Türkiye Bankalar Birliği Risk Merkezi verileri, bireysel kredi borcundan dolayı yasal takibe intikal etmiş kişi sayısının söz konusu dönemde yüzde 17,2 artışla 1 milyon 96 bine ulaştığını gösteriyor. Aynı dönemde bireysel kredi kartı borcundan dolayı yasal takibe düşenlerin sayısı ise daha da hızlı artarak yüzde 24,4 oranında yükseldi ve 1 milyon 381 bin kişiye çıktı. Bu tablo, kredi kartı borcunun özellikle dar ve orta gelirli kesimler için giderek daha büyük bir risk alanına dönüştüğünü ortaya koyuyor.
Bireysel kredi ve kredi kartı borcunu ödememiş, borcu halen devam eden gerçek kişi sayısı da dikkat çekici seviyelere ulaştı. 2025 yılı Ekim ayı sonu itibarıyla bireysel borçları nedeniyle takipte bulunan kişi sayısı 4 milyon 179 bin 933 olarak kayda geçti. Bu rakam, Türkiye’de milyonlarca kişinin bankacılık sisteminde “riskli” konumda yer aldığını, dolayısıyla yeni krediye erişimde de güçlüklerle karşılaşabileceğini gösteriyor.

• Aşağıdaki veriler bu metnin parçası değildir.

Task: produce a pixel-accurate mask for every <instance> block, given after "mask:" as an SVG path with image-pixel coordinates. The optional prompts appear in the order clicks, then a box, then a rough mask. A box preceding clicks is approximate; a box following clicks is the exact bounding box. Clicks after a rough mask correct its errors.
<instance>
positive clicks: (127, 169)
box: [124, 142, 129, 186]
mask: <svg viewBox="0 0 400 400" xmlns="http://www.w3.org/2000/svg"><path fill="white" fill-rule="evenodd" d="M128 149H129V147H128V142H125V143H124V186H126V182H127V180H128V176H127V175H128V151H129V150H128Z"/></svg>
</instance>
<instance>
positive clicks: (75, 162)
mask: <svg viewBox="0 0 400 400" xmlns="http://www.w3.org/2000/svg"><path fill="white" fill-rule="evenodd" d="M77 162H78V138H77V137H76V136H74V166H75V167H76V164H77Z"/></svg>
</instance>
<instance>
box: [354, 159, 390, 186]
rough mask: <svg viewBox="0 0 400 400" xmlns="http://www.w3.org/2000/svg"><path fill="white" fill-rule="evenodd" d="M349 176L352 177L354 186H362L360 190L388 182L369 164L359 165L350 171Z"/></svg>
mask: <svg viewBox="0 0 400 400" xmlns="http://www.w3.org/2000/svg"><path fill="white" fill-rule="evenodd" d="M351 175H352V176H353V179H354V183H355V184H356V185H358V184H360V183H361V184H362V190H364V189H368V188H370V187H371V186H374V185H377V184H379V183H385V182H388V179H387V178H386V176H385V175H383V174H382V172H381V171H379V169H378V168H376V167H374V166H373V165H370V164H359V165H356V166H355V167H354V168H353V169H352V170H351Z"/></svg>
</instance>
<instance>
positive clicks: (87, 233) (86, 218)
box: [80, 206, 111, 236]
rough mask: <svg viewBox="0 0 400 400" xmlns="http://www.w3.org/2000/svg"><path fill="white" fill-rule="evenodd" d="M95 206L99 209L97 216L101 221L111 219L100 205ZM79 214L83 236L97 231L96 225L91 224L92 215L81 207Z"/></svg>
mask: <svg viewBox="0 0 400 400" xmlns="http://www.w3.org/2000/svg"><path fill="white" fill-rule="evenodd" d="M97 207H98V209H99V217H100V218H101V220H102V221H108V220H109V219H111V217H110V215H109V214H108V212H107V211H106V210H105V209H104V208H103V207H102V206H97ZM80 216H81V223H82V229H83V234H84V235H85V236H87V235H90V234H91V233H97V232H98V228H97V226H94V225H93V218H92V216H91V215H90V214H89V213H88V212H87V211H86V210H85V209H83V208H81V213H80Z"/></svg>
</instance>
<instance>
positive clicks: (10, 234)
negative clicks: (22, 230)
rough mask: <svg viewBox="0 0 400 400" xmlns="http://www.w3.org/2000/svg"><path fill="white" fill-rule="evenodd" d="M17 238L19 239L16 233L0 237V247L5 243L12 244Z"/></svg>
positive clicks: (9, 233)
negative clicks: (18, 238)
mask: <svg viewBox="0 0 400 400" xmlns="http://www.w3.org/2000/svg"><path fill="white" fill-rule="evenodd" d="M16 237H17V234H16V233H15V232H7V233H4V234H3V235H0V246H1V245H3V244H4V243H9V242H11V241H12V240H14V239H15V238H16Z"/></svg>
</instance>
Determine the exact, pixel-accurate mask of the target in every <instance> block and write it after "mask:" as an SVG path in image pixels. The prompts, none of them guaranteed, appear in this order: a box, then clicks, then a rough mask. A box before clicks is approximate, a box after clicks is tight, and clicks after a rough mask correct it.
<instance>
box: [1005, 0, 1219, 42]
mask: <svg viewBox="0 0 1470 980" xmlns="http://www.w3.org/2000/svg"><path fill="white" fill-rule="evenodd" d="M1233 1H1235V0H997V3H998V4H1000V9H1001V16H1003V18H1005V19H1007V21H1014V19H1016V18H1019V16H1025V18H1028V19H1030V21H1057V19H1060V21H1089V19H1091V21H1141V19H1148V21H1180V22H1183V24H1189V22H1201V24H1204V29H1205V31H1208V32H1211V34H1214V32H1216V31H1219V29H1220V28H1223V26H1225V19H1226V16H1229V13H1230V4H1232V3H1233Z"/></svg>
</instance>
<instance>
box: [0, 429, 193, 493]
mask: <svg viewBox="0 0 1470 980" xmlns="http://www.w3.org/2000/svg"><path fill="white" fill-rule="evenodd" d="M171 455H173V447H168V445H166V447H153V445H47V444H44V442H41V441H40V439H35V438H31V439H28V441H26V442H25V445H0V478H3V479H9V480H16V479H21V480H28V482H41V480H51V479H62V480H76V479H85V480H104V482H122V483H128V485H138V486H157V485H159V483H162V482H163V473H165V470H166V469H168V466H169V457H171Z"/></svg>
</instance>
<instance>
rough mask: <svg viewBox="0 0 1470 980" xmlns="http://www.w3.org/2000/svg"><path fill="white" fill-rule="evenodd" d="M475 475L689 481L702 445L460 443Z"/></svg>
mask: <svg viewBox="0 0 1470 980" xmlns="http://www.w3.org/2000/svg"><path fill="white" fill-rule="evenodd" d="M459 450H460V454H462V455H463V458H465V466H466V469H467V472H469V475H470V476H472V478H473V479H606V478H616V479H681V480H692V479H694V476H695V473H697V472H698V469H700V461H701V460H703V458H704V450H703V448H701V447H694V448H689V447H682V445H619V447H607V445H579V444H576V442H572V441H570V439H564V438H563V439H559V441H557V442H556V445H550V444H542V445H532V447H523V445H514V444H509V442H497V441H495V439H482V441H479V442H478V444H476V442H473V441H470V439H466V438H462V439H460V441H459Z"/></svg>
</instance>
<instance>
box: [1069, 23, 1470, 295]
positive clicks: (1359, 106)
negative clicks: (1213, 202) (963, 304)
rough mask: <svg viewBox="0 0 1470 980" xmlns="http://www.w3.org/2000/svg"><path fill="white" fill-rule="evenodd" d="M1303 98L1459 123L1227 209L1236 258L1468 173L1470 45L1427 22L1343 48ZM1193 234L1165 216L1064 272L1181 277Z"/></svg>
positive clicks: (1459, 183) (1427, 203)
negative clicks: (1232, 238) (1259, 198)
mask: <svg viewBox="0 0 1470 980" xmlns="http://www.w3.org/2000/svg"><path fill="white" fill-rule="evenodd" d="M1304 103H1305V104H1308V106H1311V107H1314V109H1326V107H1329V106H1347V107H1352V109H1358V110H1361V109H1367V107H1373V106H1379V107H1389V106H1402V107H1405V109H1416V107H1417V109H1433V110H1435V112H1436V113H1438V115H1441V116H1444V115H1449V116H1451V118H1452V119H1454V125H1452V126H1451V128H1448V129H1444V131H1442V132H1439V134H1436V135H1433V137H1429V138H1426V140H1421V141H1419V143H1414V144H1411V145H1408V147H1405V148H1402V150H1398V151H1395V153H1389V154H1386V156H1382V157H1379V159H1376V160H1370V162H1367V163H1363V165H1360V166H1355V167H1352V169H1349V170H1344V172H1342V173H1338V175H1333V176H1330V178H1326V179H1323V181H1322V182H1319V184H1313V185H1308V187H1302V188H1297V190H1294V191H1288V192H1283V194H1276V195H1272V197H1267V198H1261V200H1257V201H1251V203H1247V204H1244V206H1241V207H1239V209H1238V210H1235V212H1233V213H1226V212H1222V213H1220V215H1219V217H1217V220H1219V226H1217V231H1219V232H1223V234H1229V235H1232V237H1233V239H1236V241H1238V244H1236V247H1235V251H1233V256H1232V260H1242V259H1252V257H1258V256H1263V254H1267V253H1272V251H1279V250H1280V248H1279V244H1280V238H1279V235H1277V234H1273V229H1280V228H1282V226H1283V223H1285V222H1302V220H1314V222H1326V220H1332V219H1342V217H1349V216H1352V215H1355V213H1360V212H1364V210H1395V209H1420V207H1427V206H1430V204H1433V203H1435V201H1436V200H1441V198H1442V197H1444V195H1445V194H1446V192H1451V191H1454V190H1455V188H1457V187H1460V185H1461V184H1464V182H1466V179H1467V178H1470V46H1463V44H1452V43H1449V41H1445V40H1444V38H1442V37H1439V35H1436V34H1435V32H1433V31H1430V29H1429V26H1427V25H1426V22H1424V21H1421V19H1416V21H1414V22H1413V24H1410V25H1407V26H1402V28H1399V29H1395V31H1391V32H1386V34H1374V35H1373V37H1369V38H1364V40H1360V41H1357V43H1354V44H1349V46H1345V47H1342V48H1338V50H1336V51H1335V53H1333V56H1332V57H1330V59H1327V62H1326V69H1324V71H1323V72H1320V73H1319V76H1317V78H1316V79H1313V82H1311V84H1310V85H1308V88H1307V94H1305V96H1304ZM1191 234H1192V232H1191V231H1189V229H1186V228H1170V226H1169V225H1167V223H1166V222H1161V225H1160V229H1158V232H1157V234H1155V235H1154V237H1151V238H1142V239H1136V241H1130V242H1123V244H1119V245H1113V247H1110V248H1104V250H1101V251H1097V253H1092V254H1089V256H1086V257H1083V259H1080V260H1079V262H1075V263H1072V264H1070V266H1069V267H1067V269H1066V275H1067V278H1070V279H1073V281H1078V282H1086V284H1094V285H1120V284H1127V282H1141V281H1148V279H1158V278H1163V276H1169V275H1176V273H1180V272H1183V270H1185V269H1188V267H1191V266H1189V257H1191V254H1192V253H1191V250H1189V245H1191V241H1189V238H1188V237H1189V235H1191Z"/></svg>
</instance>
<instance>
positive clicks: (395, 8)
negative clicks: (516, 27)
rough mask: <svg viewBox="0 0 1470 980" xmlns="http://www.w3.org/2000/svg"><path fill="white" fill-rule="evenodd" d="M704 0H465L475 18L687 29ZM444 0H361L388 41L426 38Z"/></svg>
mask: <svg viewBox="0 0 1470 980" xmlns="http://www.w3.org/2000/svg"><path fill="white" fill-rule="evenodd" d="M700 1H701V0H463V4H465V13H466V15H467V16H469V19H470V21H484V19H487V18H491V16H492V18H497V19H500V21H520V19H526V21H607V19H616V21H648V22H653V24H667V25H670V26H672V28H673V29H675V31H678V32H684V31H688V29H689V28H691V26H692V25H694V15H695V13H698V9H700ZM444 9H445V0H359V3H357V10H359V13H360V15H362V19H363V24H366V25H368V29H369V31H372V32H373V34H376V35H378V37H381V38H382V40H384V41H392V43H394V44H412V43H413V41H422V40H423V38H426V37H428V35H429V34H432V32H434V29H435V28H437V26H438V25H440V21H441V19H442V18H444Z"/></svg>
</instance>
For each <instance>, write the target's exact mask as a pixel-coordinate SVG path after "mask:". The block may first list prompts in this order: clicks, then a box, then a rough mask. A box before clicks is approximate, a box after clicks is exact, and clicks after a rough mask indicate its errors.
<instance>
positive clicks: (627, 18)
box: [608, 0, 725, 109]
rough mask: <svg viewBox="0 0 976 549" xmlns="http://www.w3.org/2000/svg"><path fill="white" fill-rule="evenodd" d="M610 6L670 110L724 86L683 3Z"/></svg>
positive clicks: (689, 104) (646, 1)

Risk Merkezi verilerine göre, Ekim 2025 itibarıyla bireysel kredi kartlarını da kapsayan bireysel kredilerde “tasfiye olunacak alacaklar” kalemi, bir önceki yıla göre yüzde 142 artışla 261 milyar liraya yükseldi. Tasfiye olunacak alacaklardaki bu artış, finansal sistemde sorunlu kredi hacminin hızla büyüdüğüne işaret ederken, hem bankalar hem de tüketiciler açısından yakın takibi gerektiren bir risk alanına işaret ediyor.
Uzmanlar, hane halkı borçluluğundaki artışa dikkat çekerken, yüksek enflasyon ve yükselen faiz ortamında gelirlerin aynı hızla artmamasının, kredi borcu çevirmeyi zorlaştırdığını vurguluyor. Kredi kartının, günlük harcamaları finanse etmede zorunlu bir araç haline geldiği; buna karşın gecikme faizleri ve ekstre tutarlarının yurttaşlar için ağır bir yük oluşturduğu ifade ediliyor.
Bireysel kredi borcu ve kredi kartı borcu nedeniyle takibe düşenlerin sayısındaki artış, önümüzdeki dönemde hem sosyal hem ekonomik açıdan önemli tartışma başlıklarından biri olmaya devam edecek gibi görünüyor.